Preston hesitated. They had both felt it too dangerous to keep the lights on in the study, so they were working by moonlight and candlelight, keeping their voices low. Right then the left side of his face was doused in orange, the right side in white.

“As it happens, I wrote to Blackmar already,” he said at last. “His name crops up quite a lot in Myrddin’s letters as well. I thought he might give me some insight into Myrddin’s character, since Ianto won’t talk about his father at all.”

“Well?” Effy prompted.

“The letter came back marked ‘return to sender,’” Preston said. “But I know he opened it and read it, because the seal was broken and replaced with one of his own.”

“Can I see the letter?”

Somewhat reluctantly, Preston produced it. Effy flattened the paper against the table, squinted in the candlelight, and read.

Dear Mr. Blackmar,

I am a literature student at the university in Caer-Isel, and my thesis concerns some of the works of Emrys Myrddin. I’ve recently become aware that the two of you maintained correspondence, and I hoped I might make a scholarly inquiry into the nature of your relationship, if you are amenable to answering some of my questions. I am happy to make the journey to Penrhos if you find face-to-face conversation preferable to written correspondence.

Sincerely,

Preston Héloury



Effy blinked up at him. “This is the worst letter I’ve ever seen.”

“What do you mean?” Preston looked affronted. “It’s brisk and professional. I didn’t want to waste his time.”

“He has to be in his nineties now, Blackmar. He has plenty of time on his hands. Where’s the flattery? The beseeching? You could’ve at least pretended to be a fan of his work.”

“I told you, I don’t like lying.”

“This is for a good cause. Isn’t it worth lying a little bit, if it helps get to the truth?”

“Interesting paradox. Llyr doesn’t have a patron saint of blessed liars for nothing. Do parents ever name their children after Saint Duessa?”

Effy’s skin prickled. She didn’t want to go down this dark road. “Some, I guess. But stop changing the subject. I’m making fun of your terrible letter.”

Preston let out a breath. “Fine. Why don’t you write one, then?”

“I will,” she said with resolve.



That night, Effy wrote her letter, beseeching and full of flattery. They couldn’t risk putting it in Hiraeth’s postbox, since Ianto could easily check it, so Preston drove down to Saltney to send it.

“There’s nothing to do now except wait,” Preston said. “And I’ll keep looking through the diary.”

Effy found her mind lingering on a different mystery, the one she still didn’t have the courage to tell Preston about. The Fairy King, the ghost, Ianto’s strange conversation. The thoughts haunted her both sleeping and waking, and she found herself fleeing Hiraeth as quickly as she could at night, barreling toward the safety of the guesthouse.

It was almost a relief to not think about Myrddin for a while. She didn’t want to remember the photographs, the diary entry where he’d called women frivolous. A part of her wished she’d never seen any of it at all.

At least distracting Ianto turned out to be easy. For him, Effy drew sketches that would never leave the paper, floor plans that would never be realized. She found that he was a willing audience for her lies. He wanted to believe, as she once had (as maybe a part of her still did) that the project of Hiraeth was more than just an imagined future. A castle in the air.

“I like the look of the second floor here,” Ianto said, as they spread out her drawings over the dining table. “The bay windows overlooking the sea—it will be lovely for watching the sunrise and sunset. My mother will like it, too.”

“Does your mother not want me to be here?” Effy had been holding on to the question practically since she arrived at Hiraeth, but after the odd half conversation she’d overheard, it was killing her more than ever not to ask it.

Now seemed like a good time. Ianto was in a jaunty mood. The sun was wriggling through the clouds. The Fairy King had not appeared to her since that day in the car, and Ianto had never brought up the incident. To him, it seemed, the whole event had never occurred.

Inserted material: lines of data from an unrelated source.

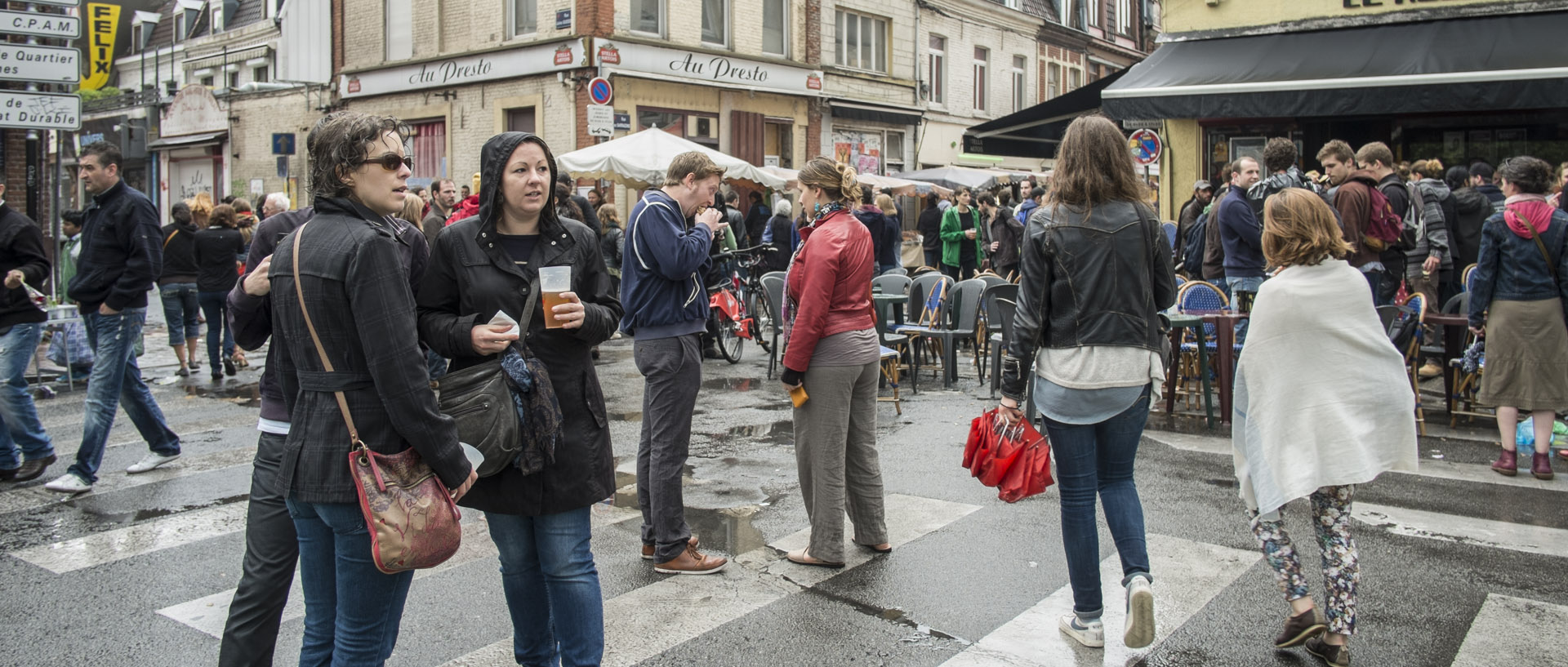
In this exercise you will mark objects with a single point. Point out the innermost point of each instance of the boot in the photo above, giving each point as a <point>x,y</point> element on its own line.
<point>1542,465</point>
<point>1508,464</point>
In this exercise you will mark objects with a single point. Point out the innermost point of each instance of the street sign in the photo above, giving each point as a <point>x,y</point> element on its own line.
<point>41,64</point>
<point>41,25</point>
<point>599,91</point>
<point>283,143</point>
<point>601,121</point>
<point>39,110</point>
<point>1145,146</point>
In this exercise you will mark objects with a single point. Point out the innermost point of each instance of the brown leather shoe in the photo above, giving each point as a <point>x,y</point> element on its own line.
<point>692,563</point>
<point>648,550</point>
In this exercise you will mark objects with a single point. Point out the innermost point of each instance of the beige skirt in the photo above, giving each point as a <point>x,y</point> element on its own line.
<point>1526,356</point>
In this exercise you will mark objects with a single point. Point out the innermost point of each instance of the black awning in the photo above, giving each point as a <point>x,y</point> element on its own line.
<point>1036,132</point>
<point>1463,64</point>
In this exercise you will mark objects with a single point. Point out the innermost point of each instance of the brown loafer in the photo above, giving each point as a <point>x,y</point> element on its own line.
<point>692,563</point>
<point>648,550</point>
<point>1302,627</point>
<point>806,559</point>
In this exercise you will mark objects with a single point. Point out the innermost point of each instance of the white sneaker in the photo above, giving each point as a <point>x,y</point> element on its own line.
<point>149,462</point>
<point>1090,634</point>
<point>69,482</point>
<point>1140,614</point>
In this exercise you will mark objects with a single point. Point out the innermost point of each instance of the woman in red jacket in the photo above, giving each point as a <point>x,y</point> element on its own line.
<point>833,354</point>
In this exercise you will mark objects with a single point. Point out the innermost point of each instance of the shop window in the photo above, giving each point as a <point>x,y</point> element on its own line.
<point>521,119</point>
<point>775,27</point>
<point>982,61</point>
<point>937,69</point>
<point>399,37</point>
<point>523,18</point>
<point>715,22</point>
<point>860,41</point>
<point>648,16</point>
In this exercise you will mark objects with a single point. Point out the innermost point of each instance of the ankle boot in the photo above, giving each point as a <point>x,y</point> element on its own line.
<point>1508,464</point>
<point>1542,465</point>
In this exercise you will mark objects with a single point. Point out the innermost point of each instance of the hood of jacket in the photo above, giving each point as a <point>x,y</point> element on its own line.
<point>492,165</point>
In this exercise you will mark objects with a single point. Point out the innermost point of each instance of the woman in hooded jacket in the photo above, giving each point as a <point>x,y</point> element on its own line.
<point>540,522</point>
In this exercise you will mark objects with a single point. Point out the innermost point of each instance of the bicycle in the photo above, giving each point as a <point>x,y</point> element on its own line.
<point>739,307</point>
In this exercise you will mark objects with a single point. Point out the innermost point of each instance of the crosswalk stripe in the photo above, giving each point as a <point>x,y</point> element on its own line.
<point>653,619</point>
<point>136,540</point>
<point>1186,576</point>
<point>1494,636</point>
<point>1463,530</point>
<point>35,496</point>
<point>209,612</point>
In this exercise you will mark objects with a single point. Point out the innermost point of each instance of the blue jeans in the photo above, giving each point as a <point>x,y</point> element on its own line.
<point>352,609</point>
<point>1098,457</point>
<point>115,380</point>
<point>179,312</point>
<point>552,588</point>
<point>216,307</point>
<point>18,414</point>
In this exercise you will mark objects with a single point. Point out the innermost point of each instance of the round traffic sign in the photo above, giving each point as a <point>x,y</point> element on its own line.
<point>1145,146</point>
<point>599,91</point>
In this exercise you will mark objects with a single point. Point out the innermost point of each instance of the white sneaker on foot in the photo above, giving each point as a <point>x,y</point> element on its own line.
<point>69,482</point>
<point>149,462</point>
<point>1140,614</point>
<point>1090,634</point>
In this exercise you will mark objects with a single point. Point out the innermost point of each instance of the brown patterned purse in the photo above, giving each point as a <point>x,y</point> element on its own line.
<point>412,517</point>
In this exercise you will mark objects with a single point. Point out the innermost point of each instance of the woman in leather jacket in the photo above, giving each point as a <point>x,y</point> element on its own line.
<point>540,522</point>
<point>1089,336</point>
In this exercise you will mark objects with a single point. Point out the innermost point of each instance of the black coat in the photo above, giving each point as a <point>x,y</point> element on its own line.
<point>470,279</point>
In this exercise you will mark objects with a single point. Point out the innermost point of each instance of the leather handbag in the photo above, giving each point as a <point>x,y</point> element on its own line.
<point>410,513</point>
<point>480,401</point>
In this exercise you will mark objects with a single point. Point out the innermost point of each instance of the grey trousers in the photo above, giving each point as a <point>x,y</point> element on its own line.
<point>272,549</point>
<point>671,375</point>
<point>836,456</point>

Ianto leaned back in his chair and let out a breath. There was a long stretch of silence, and Effy worried that there was not, in fact, a good time to ask the question after all.

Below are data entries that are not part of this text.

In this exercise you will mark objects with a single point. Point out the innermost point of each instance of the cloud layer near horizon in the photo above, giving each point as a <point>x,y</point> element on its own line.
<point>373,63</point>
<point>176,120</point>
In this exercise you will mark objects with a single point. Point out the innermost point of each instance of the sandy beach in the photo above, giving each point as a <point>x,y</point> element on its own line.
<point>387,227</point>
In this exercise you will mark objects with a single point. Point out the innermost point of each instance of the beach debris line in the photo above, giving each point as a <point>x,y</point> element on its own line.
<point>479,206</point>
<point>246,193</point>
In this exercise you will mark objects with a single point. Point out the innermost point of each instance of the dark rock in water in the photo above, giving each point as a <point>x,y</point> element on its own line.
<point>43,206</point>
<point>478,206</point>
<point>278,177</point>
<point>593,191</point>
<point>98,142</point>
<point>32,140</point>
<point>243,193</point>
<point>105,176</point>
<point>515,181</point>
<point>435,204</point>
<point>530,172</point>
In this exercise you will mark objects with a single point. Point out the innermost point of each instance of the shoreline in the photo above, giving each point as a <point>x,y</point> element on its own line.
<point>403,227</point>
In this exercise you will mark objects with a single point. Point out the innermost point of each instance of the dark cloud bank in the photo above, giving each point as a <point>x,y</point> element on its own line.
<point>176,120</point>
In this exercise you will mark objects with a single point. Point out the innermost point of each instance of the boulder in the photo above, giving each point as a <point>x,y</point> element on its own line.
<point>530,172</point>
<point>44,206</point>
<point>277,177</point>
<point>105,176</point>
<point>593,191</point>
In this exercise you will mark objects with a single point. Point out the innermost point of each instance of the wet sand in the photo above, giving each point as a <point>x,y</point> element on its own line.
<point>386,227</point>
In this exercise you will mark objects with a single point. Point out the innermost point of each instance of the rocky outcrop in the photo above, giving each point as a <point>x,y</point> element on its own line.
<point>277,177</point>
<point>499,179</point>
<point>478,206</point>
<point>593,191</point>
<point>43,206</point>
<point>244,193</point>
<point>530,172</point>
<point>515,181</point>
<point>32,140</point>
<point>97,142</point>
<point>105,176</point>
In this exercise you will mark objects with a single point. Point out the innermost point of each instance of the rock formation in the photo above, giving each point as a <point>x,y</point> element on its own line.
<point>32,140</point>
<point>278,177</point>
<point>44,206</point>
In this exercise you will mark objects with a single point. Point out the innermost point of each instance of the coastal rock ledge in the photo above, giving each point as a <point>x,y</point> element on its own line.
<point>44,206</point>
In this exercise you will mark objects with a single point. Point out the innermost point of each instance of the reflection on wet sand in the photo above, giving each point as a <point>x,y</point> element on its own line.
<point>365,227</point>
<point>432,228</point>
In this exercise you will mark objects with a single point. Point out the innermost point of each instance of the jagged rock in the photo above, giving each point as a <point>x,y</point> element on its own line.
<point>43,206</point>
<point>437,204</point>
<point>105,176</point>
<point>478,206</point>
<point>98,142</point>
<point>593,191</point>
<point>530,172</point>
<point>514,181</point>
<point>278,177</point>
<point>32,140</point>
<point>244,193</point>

“She’s a very private woman,” he said at last. “My father made her that way.”

Effy’s stomach clenched. “What do you mean?”

“He grew up in dire poverty, as you know. He hardly had more than the clothes on his back, and his father’s little fishing boat. When he finally did have something of his own, he was loath to let it go.” Another beat of silence. “This house—he let it decay rather than have any stranger come to fix the leaking pipes or broken windows, much less the crumbling foundation. It’s a good metaphor, I think, but I’m no literary scholar like our other guest.”